The standard guides’ answer is “We never had monks because our cathedral was secular, not monastic.”

The problem is that this just generates a whole lot of extra questions:

  • What is the difference between a secular and a monastic cathedral?
  • Why did they have a mixture of secular and monastic cathedrals?
  • Why do you have cloisters if you don’t have monks?
  • Is the head person in a monastic cathedral a monk or a bishop?
  • Were there any monks in Salisbury?

This may take a few posts to answer, and I’ll revise these posts if I get things wrong (please comment).

Let’s pick somewhere to start.

For administrative purposes, England and Wales are divided up into geographical areas called dioceses.  Each diocese is given a bishop by the central church organisation.  The bishop runs the diocese and the priests and churches in it.
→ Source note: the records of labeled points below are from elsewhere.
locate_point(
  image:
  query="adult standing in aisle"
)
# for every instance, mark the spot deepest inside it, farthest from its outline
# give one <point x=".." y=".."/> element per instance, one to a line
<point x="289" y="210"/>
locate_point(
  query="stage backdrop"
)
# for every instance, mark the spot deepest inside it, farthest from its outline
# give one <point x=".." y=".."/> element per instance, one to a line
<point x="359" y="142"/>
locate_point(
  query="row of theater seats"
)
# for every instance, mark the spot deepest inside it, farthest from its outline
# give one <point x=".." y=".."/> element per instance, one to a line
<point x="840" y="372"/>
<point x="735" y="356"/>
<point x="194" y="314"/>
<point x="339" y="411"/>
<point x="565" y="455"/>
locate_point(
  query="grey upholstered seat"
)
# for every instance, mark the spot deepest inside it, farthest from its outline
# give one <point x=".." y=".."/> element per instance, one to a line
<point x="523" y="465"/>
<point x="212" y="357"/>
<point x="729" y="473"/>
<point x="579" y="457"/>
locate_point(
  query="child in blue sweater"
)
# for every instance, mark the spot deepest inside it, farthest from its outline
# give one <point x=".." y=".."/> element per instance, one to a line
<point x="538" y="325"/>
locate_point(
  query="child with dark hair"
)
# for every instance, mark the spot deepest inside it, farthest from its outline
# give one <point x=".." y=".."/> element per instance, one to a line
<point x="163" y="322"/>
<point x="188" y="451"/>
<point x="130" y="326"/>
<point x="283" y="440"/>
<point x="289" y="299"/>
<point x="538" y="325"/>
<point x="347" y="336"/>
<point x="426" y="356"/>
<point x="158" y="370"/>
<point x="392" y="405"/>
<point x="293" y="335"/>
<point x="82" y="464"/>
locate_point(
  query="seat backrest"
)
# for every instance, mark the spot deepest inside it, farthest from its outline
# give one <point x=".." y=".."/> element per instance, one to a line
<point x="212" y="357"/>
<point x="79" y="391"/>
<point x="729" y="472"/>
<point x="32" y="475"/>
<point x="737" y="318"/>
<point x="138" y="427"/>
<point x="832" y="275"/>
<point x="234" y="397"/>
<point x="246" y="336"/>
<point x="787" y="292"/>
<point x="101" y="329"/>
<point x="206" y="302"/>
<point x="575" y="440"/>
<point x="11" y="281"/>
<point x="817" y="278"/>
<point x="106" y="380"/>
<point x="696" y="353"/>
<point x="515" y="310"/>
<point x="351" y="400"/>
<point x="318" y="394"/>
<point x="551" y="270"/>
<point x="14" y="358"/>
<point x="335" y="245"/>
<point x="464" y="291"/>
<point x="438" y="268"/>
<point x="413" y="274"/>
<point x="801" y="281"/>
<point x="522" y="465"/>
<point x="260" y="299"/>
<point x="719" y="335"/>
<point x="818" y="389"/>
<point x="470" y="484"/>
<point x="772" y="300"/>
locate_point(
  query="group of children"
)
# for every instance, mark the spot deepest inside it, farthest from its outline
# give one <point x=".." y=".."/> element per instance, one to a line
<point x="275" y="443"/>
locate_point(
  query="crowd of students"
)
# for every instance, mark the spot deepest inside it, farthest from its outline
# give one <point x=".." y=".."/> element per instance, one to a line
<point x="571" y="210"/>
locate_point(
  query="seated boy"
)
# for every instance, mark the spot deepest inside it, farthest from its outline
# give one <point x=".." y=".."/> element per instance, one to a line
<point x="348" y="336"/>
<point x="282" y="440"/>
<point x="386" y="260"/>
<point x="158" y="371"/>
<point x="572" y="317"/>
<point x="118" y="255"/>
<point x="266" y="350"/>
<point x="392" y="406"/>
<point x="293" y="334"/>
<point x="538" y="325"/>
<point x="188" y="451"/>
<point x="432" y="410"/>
One of the churches in the diocese has been chosen to site the bishop’s seat (the cathedra).

Because monks stay in one place, they have the time and the money and the land and the motivation to build large lovely churches/abbeys, and when these are in a decent sized town (Canterbury, Winchester, Durham) they make a great place to base a bishop.  In other cases (London, York, Exeter) the bishop – whose role would include plenty of land and income – could build a large church himself.
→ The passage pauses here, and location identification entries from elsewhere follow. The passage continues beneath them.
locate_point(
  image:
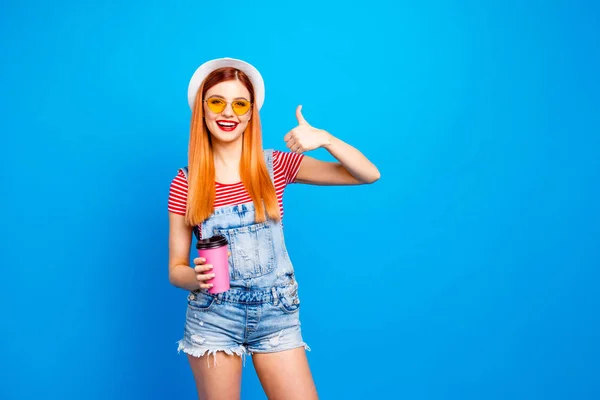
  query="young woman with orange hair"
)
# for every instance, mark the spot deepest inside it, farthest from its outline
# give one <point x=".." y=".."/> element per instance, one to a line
<point x="234" y="188"/>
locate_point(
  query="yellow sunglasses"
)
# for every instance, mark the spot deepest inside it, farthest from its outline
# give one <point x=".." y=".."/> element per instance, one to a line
<point x="217" y="105"/>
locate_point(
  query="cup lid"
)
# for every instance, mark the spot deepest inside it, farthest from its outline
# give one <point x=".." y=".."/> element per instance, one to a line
<point x="212" y="242"/>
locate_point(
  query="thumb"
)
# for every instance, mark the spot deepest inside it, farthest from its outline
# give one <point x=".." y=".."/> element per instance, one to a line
<point x="300" y="117"/>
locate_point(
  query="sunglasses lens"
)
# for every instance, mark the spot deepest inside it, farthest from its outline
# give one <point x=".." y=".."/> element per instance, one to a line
<point x="216" y="105"/>
<point x="240" y="107"/>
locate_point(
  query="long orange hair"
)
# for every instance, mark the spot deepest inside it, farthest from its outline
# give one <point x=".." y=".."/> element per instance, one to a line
<point x="201" y="168"/>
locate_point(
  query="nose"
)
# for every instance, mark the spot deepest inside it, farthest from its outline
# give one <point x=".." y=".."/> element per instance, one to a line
<point x="228" y="111"/>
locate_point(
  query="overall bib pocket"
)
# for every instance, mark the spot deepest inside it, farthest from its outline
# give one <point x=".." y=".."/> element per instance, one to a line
<point x="251" y="250"/>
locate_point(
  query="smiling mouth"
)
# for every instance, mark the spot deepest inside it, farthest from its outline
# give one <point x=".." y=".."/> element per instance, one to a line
<point x="227" y="126"/>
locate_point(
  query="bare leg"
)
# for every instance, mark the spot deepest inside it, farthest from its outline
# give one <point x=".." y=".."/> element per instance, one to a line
<point x="221" y="381"/>
<point x="285" y="375"/>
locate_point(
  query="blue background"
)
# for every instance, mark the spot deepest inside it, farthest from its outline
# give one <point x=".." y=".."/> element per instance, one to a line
<point x="469" y="271"/>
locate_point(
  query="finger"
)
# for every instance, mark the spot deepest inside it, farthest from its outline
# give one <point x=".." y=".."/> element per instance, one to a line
<point x="199" y="260"/>
<point x="202" y="268"/>
<point x="205" y="277"/>
<point x="300" y="117"/>
<point x="291" y="144"/>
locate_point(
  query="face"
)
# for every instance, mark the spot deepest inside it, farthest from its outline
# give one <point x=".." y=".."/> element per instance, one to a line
<point x="227" y="126"/>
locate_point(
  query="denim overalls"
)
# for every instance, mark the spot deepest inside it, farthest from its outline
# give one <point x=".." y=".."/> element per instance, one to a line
<point x="260" y="313"/>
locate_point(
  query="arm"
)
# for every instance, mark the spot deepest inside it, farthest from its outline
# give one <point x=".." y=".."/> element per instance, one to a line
<point x="352" y="168"/>
<point x="180" y="238"/>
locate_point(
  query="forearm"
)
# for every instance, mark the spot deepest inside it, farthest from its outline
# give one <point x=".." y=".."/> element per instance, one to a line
<point x="352" y="159"/>
<point x="184" y="277"/>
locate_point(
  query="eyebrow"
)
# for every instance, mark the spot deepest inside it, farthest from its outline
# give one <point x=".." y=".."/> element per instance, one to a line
<point x="237" y="98"/>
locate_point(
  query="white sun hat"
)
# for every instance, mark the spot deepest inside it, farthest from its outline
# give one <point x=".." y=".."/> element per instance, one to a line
<point x="209" y="66"/>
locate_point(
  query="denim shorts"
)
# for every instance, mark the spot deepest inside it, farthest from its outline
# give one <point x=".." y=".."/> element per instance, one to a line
<point x="242" y="322"/>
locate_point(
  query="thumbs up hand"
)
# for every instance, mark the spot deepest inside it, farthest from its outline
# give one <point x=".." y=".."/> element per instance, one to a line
<point x="304" y="137"/>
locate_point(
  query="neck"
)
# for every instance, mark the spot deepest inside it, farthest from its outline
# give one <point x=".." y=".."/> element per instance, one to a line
<point x="227" y="155"/>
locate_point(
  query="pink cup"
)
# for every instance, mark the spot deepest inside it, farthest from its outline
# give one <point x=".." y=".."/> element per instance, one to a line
<point x="214" y="250"/>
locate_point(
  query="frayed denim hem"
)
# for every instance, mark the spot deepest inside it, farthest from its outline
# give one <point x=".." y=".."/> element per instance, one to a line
<point x="204" y="351"/>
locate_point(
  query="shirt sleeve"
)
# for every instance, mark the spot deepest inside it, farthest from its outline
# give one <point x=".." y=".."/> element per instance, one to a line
<point x="178" y="194"/>
<point x="288" y="164"/>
This church is then called a cathedral church.  Which means by the way that “cathedral” is actually an adjective, not a noun.  Anyway, in common parlance this “cathedral” includes the building and the people who work in that building and the activities that go on in that building, and it is run by the Dean.
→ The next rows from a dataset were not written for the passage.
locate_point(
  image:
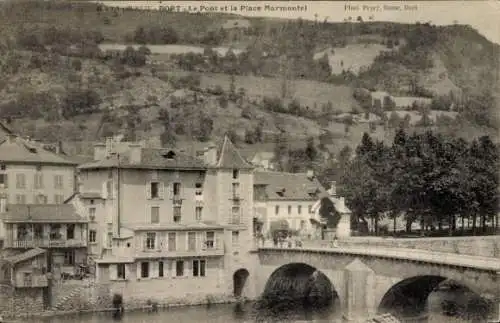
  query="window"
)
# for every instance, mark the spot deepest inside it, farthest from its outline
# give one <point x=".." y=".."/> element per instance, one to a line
<point x="55" y="232"/>
<point x="235" y="215"/>
<point x="210" y="240"/>
<point x="110" y="240"/>
<point x="69" y="258"/>
<point x="160" y="269"/>
<point x="59" y="199"/>
<point x="144" y="269"/>
<point x="172" y="239"/>
<point x="198" y="189"/>
<point x="191" y="241"/>
<point x="177" y="214"/>
<point x="38" y="231"/>
<point x="41" y="199"/>
<point x="38" y="180"/>
<point x="235" y="238"/>
<point x="58" y="182"/>
<point x="20" y="199"/>
<point x="150" y="240"/>
<point x="70" y="231"/>
<point x="92" y="211"/>
<point x="236" y="190"/>
<point x="177" y="189"/>
<point x="199" y="268"/>
<point x="92" y="236"/>
<point x="155" y="190"/>
<point x="179" y="268"/>
<point x="120" y="271"/>
<point x="155" y="214"/>
<point x="3" y="180"/>
<point x="20" y="181"/>
<point x="109" y="189"/>
<point x="198" y="213"/>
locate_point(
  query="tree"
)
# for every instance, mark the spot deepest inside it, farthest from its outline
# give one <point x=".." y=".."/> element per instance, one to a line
<point x="394" y="120"/>
<point x="311" y="150"/>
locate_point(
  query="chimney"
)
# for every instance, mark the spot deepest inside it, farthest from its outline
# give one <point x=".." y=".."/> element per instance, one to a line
<point x="100" y="151"/>
<point x="11" y="138"/>
<point x="3" y="204"/>
<point x="135" y="151"/>
<point x="333" y="189"/>
<point x="59" y="149"/>
<point x="210" y="155"/>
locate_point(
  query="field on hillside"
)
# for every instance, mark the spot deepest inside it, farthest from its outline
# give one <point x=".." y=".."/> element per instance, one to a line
<point x="353" y="57"/>
<point x="309" y="93"/>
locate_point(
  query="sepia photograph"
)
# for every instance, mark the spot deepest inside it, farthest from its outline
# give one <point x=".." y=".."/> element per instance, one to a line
<point x="249" y="161"/>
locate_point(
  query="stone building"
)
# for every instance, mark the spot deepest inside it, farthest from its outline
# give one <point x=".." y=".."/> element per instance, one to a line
<point x="167" y="225"/>
<point x="286" y="196"/>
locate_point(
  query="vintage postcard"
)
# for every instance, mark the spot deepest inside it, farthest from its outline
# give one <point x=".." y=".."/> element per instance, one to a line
<point x="249" y="161"/>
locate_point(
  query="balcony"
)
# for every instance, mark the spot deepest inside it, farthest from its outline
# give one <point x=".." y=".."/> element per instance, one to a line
<point x="46" y="243"/>
<point x="35" y="281"/>
<point x="198" y="249"/>
<point x="177" y="200"/>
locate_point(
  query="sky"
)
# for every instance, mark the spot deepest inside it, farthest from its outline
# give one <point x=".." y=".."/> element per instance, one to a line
<point x="483" y="15"/>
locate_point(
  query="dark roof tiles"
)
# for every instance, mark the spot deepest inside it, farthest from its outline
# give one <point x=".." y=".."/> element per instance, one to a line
<point x="151" y="158"/>
<point x="231" y="158"/>
<point x="289" y="186"/>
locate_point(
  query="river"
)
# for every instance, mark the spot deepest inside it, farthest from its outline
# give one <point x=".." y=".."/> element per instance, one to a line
<point x="282" y="312"/>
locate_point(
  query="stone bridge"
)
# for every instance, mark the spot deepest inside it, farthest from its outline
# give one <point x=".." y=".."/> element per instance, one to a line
<point x="369" y="279"/>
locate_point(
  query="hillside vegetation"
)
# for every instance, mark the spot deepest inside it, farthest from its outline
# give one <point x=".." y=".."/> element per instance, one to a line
<point x="59" y="85"/>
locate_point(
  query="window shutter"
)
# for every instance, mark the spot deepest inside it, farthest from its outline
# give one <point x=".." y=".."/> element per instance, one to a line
<point x="104" y="190"/>
<point x="154" y="269"/>
<point x="161" y="189"/>
<point x="113" y="271"/>
<point x="148" y="190"/>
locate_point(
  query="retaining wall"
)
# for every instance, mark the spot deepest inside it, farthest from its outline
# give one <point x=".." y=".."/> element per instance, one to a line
<point x="486" y="246"/>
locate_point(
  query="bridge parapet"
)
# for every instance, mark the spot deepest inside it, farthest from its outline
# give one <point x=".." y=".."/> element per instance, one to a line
<point x="484" y="246"/>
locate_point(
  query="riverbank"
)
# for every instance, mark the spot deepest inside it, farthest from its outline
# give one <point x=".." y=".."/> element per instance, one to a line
<point x="153" y="306"/>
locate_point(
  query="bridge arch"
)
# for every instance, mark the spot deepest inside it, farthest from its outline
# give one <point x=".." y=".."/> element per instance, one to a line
<point x="300" y="281"/>
<point x="410" y="296"/>
<point x="240" y="278"/>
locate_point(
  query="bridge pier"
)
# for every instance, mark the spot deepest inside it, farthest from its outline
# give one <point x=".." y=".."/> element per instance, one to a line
<point x="359" y="291"/>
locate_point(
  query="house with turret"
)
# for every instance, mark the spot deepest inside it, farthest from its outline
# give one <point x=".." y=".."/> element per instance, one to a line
<point x="166" y="224"/>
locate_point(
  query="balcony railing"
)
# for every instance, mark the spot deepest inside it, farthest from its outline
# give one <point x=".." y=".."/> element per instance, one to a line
<point x="31" y="282"/>
<point x="204" y="247"/>
<point x="177" y="200"/>
<point x="46" y="243"/>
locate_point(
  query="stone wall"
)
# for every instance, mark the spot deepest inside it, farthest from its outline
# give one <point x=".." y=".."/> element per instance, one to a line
<point x="27" y="300"/>
<point x="486" y="246"/>
<point x="79" y="295"/>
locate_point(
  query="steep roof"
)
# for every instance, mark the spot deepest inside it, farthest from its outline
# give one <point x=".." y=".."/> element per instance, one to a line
<point x="25" y="255"/>
<point x="16" y="149"/>
<point x="289" y="186"/>
<point x="42" y="213"/>
<point x="230" y="157"/>
<point x="151" y="158"/>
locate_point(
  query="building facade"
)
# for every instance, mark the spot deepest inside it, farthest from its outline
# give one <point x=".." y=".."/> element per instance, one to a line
<point x="160" y="219"/>
<point x="286" y="196"/>
<point x="30" y="174"/>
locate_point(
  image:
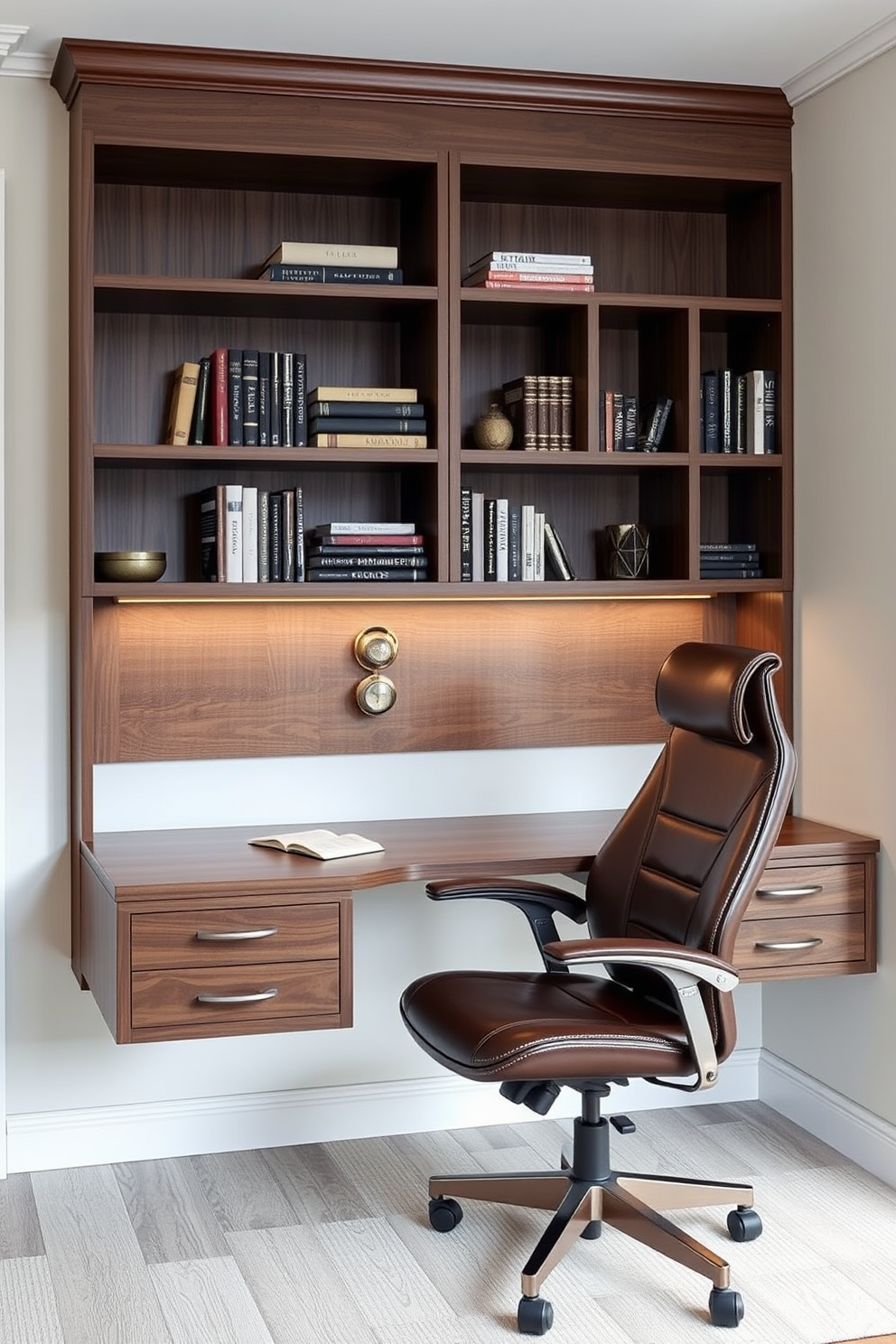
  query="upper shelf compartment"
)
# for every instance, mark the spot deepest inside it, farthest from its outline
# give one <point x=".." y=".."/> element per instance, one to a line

In a monastic cathedral, the cathedral is run by the head monk, the prior or abbot, taking on the additional job of Dean. In a secular cathedral, the Dean is the most senior priest.  “Secular” nowadays means not-religious, but back then (when everything was religious) meant not-choosing-to-be-a-monk, so the Dean was a proper priest but had chosen not to join one of the monastic orders.

When our story opens, there were around 20 dioceses in England and Wales, mostly set up in the 600s (yes! things did happen in the UK between the Romans leaving and William the Conqueror arriving!) and the bishops’ seats were in a fairly even mix of monastic and secular cathedrals.

The dioceses of Sherborne and Ramsey were merged to form the new diocese of Salisbury and in 1078 Osmund (about whom more later) became its first bishop. Previously the cathedra had been in Sherborne Abbey, which was monastic.  Osmund was learned and chaste and very keen on order but he was not a monk. His cathedra was going to be based at (Old) Sarum, and so he led the project to build a fine new secular church for it.

One of the things that he did do, which is very important to our story, is that he documented the Rite of Sarum which spelled out the various processions required in different services.  And some of those – yes! – required the cloisters, so the cathedral churches at Old Sarum and then at New Sarum were built with cloisters.

I think that has answered most of the questions except “were there any monks in Salisbury”, which will repay a bit more investigation.

PS I hope you like the caption of the map “..at the close of the Middle Ages”.  I have a mental image of a committee back in maybe 1499 meeting and saying “Can we declare that the Middle Ages have finished now?”

PPS It is entirely coincidental that the cloisters are the perfect shape for pancake day races.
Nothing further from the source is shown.